The ‘traditional’ way is to maintain a
range of numbers for each branch, for example:
- use
a prefix on the username to maintain uniqueness
- Assign
a numeric range for each branch (easier today with SQL 2012's sequences
support)
- Make
a combined key of two columns, for example - UserId+BranchId columns
This is a classic sample for using GUID
instead – make the UserId column GUID and problem is solved.
Sounds like fun!

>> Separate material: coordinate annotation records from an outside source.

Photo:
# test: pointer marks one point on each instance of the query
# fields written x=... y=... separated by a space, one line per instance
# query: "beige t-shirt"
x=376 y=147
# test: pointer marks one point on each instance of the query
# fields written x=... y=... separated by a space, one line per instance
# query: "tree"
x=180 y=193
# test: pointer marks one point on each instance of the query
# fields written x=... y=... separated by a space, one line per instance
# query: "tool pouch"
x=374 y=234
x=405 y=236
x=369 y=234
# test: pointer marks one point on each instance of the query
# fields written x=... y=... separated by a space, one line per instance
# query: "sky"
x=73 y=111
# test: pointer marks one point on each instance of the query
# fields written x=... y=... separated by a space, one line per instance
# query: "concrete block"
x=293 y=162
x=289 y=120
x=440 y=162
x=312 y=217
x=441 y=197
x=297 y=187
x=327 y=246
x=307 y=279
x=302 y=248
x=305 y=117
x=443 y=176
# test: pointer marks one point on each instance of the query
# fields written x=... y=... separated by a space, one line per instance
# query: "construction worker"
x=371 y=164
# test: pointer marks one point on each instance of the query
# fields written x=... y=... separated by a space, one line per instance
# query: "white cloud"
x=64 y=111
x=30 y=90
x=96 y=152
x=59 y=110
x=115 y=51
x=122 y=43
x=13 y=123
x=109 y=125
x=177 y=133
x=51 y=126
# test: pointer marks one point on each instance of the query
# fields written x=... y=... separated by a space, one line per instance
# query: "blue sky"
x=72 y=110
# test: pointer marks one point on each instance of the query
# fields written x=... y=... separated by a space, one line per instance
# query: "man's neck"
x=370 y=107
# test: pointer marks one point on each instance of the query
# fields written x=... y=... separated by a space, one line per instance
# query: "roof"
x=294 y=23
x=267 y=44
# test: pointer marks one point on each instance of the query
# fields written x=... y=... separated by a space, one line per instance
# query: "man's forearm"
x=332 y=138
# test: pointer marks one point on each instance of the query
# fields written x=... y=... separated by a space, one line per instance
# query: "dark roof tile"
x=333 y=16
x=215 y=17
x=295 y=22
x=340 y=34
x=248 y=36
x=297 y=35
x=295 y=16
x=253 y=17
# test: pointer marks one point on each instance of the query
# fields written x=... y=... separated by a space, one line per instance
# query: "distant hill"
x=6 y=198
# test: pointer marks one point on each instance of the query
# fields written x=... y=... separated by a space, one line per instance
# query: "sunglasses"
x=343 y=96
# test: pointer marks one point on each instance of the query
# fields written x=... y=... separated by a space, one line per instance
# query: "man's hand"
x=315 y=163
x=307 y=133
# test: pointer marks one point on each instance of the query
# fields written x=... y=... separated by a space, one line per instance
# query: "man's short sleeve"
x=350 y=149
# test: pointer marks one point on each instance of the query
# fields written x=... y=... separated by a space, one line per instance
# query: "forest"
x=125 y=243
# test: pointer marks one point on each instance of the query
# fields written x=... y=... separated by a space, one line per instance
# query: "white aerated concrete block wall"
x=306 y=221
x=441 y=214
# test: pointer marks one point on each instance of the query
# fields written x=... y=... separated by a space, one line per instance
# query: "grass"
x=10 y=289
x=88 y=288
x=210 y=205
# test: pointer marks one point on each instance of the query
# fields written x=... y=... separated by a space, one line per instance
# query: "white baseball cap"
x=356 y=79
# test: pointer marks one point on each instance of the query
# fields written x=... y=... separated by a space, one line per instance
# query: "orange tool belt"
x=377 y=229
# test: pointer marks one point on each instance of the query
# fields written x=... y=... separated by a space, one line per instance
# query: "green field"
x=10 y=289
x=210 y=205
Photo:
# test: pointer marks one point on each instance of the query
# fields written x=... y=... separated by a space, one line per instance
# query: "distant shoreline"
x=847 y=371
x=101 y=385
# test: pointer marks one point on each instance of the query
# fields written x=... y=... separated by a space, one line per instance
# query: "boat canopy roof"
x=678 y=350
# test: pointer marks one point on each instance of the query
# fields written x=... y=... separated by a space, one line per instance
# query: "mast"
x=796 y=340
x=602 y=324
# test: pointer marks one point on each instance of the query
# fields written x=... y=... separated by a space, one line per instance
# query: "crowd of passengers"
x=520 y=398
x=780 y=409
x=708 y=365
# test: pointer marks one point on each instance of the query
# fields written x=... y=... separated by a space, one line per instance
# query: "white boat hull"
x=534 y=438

Any reason
why I shouldn’t use it?
Well, yes.
Before you get all excited and change
your “int’s” and “bigint’s” to GUIDs, consider the following:
- GUID
column takes 16 bytes, which is double than Bigint (long).
o This
means that index on the column will also take more space
- Index
Fragmentation is an issue and it is most likely to happen.
o (See
more about it on the Tips section below)
- Not
all databases support GUIDs.
o So,
if you migrate to mysql, you'll have to change the datatype to CHAR(32), so it
takes even more space as a result
Some Best-Practices Tips:
[Tip #1]
The first, and probably the most
important tip, is to avoid using CLUSTERED INDEX on GUID's.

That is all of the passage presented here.